Here is Part 6 of our STP series. The past five articles on STP have introduced: (1) the concept of attended and unattended automation; (2) why STP is important; (3)how to achieve high STP in document automation; (4) examples of what it looks like; and (5) how to accurately assess STP.
Technical Side of STP: Confidence Scores and Thresholds
Delving into the underlying intelligent capture technology behind achieving STP requires examining confidence scores. In client engagements and in conversations with analysts and consultants, the topic of confidence scores almost always comes up.
Far too often, there is a lack of understanding of what confidence scores actual are and how they are used. A common question is something like, “do you display confidence scores to users?” This question reveals a fundamental lack of understanding so let’s dig deeper into some common misunderstandings and the realities.
Confidence Scores are not Probabilistic
Why is displaying a confidence score not useful? Because a score by itself has no specific ability to communicate whether the associated data output is accurate or not. A confidence score of 80 does not mean that it “has an 80% probability of being correct.” So if this is the case, “what good are they?” you might ask.
First, let’s use an analogy. Suppose there was a test for which a student got 30 questions correct and they come to you to ask what the resulting grade is. Could you give them a grade? No, you’d likely ask how many total questions there were on the exam. Confidence scores are similar in that you need more context in order to make them useful. Instead of knowing the total number of questions on the exam, you need to understand the full range of confidence scores for any particular answer value.
A Practical Example: Invoice Data Extraction
For instance, let’s suppose we have 1000 invoices that we use to configure and measure a system. For this project, we wish to use confidence scores to determine when the “Invoice Total” field is likely to be accurate vs. likely inaccurate.

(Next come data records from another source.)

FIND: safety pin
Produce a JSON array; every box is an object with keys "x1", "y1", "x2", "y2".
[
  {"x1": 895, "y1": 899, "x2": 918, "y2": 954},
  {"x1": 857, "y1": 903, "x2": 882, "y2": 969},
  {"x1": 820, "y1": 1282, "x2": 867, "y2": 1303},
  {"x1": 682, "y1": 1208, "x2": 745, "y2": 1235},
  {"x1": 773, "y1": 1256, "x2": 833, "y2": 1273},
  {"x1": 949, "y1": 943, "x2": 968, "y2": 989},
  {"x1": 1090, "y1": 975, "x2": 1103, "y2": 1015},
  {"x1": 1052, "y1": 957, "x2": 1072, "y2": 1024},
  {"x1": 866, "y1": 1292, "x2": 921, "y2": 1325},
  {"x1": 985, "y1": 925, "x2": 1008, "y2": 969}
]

Rather than evaluate a single “Invoice Total” confidence score from the thousand, we evaluate the scores for all 1000 invoices. Doing this, we can evaluate what “Invoice Total” answers are correct and which ones are incorrect, noting the confidence score ranges for the correct and incorrect answers. We can then order the answers by confidence score from largest to smallest. It might look something like this:
In this sorted view of “Invoice Total” answers, we can see that answers with scores below 55 are more likely incorrect while scores with 55 or above are likely correct. Of course the total sorted list would consist of 1000 answers, but you get the point. The only way to use confidence scores is to take a sizable set of output and perform this exercise for each data field. Using this example, a score of 55 doesn’t mean 55% probability of being accurate, it simply means that, based upon analysis, it is likely to be correct.
What About Probability?
Up until now, we have only shown how to use confidence scores to separate likely accurate data from likely inaccurate data. So how do we calculate probability? The answer is that we must analyze a large sample set (that 1000 invoices is a good number) of representative data. “Representative” means that your sample data resembles your actual data. And then, you have to perform a lot more analysis to get to an understanding of individual score accuracy.

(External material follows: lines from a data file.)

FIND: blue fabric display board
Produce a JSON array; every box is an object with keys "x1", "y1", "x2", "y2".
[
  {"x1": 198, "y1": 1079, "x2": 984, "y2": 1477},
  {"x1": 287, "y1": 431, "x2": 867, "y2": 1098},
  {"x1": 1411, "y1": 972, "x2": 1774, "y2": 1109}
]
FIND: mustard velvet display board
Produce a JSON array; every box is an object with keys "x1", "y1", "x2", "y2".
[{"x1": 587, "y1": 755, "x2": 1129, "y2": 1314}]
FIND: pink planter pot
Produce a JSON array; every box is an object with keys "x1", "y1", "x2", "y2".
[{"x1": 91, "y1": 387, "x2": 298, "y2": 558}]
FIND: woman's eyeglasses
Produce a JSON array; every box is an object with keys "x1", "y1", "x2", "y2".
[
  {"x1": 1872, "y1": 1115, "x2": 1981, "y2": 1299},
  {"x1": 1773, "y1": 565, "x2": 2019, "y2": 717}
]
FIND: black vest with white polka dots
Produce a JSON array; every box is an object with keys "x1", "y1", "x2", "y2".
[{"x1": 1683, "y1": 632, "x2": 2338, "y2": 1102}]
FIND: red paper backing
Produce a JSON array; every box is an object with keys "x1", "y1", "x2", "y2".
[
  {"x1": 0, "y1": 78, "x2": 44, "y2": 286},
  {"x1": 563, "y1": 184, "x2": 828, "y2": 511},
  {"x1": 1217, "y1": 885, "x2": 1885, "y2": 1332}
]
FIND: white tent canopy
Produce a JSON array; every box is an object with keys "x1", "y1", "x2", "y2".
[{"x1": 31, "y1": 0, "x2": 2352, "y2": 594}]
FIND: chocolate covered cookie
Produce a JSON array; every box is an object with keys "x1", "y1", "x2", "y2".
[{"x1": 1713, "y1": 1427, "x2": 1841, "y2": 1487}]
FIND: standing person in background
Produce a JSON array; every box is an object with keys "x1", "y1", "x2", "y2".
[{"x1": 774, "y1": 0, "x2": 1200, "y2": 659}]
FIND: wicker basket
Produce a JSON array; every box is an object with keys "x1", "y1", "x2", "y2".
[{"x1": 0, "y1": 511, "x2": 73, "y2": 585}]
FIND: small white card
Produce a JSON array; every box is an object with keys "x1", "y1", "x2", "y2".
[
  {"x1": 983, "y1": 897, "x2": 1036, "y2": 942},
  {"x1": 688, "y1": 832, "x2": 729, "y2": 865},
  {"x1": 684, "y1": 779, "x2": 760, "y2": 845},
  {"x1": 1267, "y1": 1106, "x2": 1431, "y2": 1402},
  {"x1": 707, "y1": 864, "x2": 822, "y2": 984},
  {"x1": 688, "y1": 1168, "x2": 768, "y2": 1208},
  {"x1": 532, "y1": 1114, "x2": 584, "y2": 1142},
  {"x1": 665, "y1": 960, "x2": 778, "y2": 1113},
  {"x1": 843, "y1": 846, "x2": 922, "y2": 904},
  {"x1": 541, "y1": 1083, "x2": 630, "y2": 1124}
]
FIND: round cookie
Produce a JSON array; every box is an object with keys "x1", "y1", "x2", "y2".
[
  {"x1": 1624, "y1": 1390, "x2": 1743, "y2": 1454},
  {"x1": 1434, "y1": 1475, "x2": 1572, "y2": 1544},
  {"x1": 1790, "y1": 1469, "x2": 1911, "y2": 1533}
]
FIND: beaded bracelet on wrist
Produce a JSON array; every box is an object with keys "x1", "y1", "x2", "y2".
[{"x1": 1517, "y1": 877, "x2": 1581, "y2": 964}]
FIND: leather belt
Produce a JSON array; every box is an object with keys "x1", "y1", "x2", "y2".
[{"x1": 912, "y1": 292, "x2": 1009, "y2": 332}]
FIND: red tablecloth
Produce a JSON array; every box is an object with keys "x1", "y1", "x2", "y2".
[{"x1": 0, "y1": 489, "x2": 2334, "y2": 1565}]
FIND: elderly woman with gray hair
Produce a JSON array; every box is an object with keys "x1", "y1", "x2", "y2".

For instance, once again using the analogy of the exam, you will calculate the accuracy rate of all answers above and below the threshold. You might find that 450 answers out of 500, which are above the threshold are accurate. This equates to an accuracy rate of 90%. And then, you might group each answer by the score and find that, our of 50 answers with a score of 85, 48 are correct, yielding an accuracy rate of 96%. You might calculate all of these numbers. Ultimately, you can get to a level of understanding to calculate the accuracy rate for each confidence score. This is how confidence scores should be evaluated and used.
The reality is that this is a lot of work that few organizations perform due to the complexity and time requirements.
The Ugly Truth
Confidence scores, by themselves don’t mean anything, yet many organizations act under that presumption. This behavior results in either increased risk or increase cost. That is, the risk of letting bad data go through (e.g., all incorrect answers with a score of 80 go through) or spending a lot of effort to review each answer (e.g., the system never produces high confidence scores).
Most of the time, organizations don’t trust the system because they are not able to adequately measure it – so they verify 100% of the system output. We have also observed systems that cannot produce reliable confidence scores at all – so there is no ability to use them; this also forces 100% manual review to ensure accuracy. This is not the definition of straight through processing.